Aber manchmal lädt sich in dir etwas auf, und ein einfaches Gespräch wird zum Wendepunkt.
Das Wichtigste in Kürze
Situation: Zwei Jahre Objektleiter im Dreischeibenhaus Düsseldorf. Gut strukturiert, vertrauensvolle Zusammenarbeit, ein fantastisches Team. Aber etwas fehlte mir.
Das Gespräch: Ein alter Bekannter kam zu mir nach Mönchengladbach. Nicht ins Ruhrgebiet, sondern zu mir. Das sagte genug über seinen Ernst.
Die Entscheidung: Nach intensiven Gesprächen, einer Urlaubspause zum Nachdenken und Unterstützung von meinem Mann: Ja, ich nehme die Herausforderung an.
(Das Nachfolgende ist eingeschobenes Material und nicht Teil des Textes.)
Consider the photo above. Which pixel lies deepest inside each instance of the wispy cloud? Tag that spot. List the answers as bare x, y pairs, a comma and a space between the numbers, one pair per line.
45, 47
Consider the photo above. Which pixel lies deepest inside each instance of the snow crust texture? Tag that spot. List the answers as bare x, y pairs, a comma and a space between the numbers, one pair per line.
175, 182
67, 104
Der Start: 01.07.2026. Neue Niederlassung, neue Aufgaben, neue Energie. Bis dahin: Übergabephase mit fairconcept gebäudeservice bis 30.06.2026.
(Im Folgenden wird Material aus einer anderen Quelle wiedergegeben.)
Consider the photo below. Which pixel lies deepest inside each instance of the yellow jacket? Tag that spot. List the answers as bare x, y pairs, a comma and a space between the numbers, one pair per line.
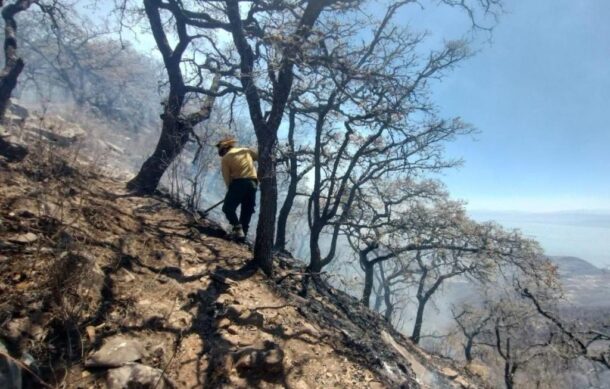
238, 163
Zwei Jahre Dreischeibenhaus: Was ich dort gelernt habe
Seit über zwei Jahren betreue ich als Objektleiter im technischen und infrastrukturellen Facility Management das Dreischeibenhaus in Düsseldorf. Das ist kein kleines Projekt – es ist ein Objekt mit Anforderungen, Herausforderungen, Menschen, Systemen und Technik.
Mit dem Real Estate Management arbeite ich eng und vertrauensvoll zusammen. Das ist selten. Das ist wertvoll. Wir haben gemeinsam eine erfolgreiche Zeit erlebt – schöne Erfahrungen und Erlebnisse, die über die reine Verwaltung hinausgehen. Das ist Zusammenarbeit auf Augenhöhe.
Die Mieterschaft im Hause weiß, dass ich mit Rat und Tat zur Seite stehe – nicht als Verwalter, sondern als jemand, der ihre Probleme ernst nimmt und mit ihnen respektvoll Lösungen erarbeitet. Störungsfreiheit des Betriebs war dabei mein oberstes Ziel. Das schafft Vertrauen. Das macht Arbeit zur gemeinsamen Aufgabe.
Mein Team von Haustechnikern ist fantastisch. Nicht weil sie perfekt sind, sondern weil wir vertrauensvoll miteinander arbeiten. Auch unsere Nachunternehmen und Servicepartner – kompetent, zuverlässig, mit Respekt füreinander.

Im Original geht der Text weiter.